Transcript
“What if your baby decides to be feet down or bum down and not in the normal sephalic or head down position? Well, most babies will spend some of their time in the breech position with their bum or their feet down, but usually by 32 to 36 weeks, babies will have made that transition to head down and they’ll usually start to grow big enough that they won’t switch around or somersault any longer after about the 36 week mark. So you’ll notice when you go to the doctor in the third trimester, which is that latter third of pregnancy, that the doctor will start to record whether your baby is head down or maybe transverse, which means sideways or maybe breech, which means bum down or feet down and head up. And when the baby is in the position with the head up, then we need to start to think about delivery.
And is the baby going to deliver in that breech position? Or are you going to need a C-section to deliver that baby? So we don’t worry too much until 36 or 37 weeks as we get closer to delivery, but at full term, which is around the 37 week Mark, if the baby’s still in a breech position, your Dr. May talk to you about what’s called an external cephalic version. And that’s where they gently attempt to move the baby from head up to head down, to get that baby back in position so that it can have a head down. So phallic vaginal delivery, often and external cephalic version won’t work, and the baby will stay in a breech position all the way till your due date. And some of the things you need to be thinking about in that situation is for example, if the water breaks and the feet or bum are down, sometimes the umbilical cord can come down and that would be an emergency because if that umbilical cord comes out before the baby, it can be compressed in the birth canal and it can cut off the oxygen supply to the baby.
That’s why being in a breech position makes it a little bit higher risk and more important to be monitoring for things like your water breaking or going into preterm labor or having contractions, because you’d want to get to the hospital sooner.

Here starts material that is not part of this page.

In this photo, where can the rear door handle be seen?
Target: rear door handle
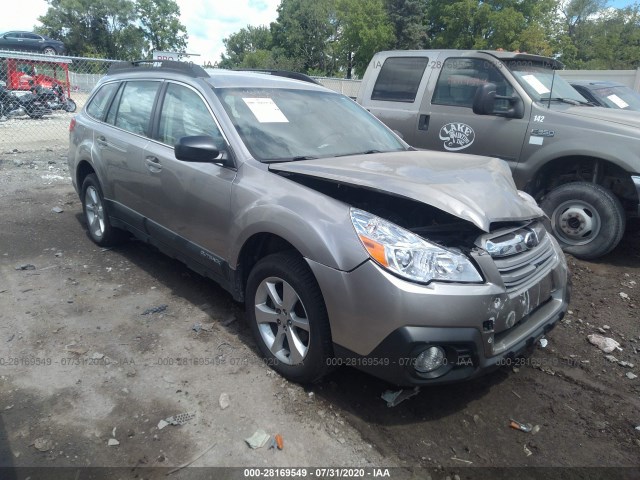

If you were in a breach, if your baby was in a breach presentation. Now, the other thing to think about is, although some doctors will do breech vaginal deliveries, there is a lot of indication that sometimes that can be more dangerous for the baby. Um, sometimes it’s more dangerous because the head is the biggest part and if the bum and the legs and the, the abdomen and the thorax all come out, but the head is still left behind. It can sometimes lead to a reduction in oxygen for the baby because of the umbilical cord, which is already out the birth canal is getting compressed.
So there are only certain indications and certain, very experienced healthcare providers who are trained in vaginal breech deliveries, who would be willing to do a vaginal breech delivery. And if you’re interested in a vaginal breech delivery, it’s really important to have that lengthy and very cautious conversation with your healthcare provider about the pros and the cons of a vaginal breech delivery versus a cesarean section for a breech delivery. And those are the kinds of conversations that you will want to have well before you’re in the labor and delivery room, but all in all, having a baby in a breech position does not necessarily mean that there’s anything wrong with the baby or that anything is going to go wrong with your labor and delivery. It just means that we need to be a little more cautious about how that baby is going to be delivered and what you and your healthcare provider decide is best.”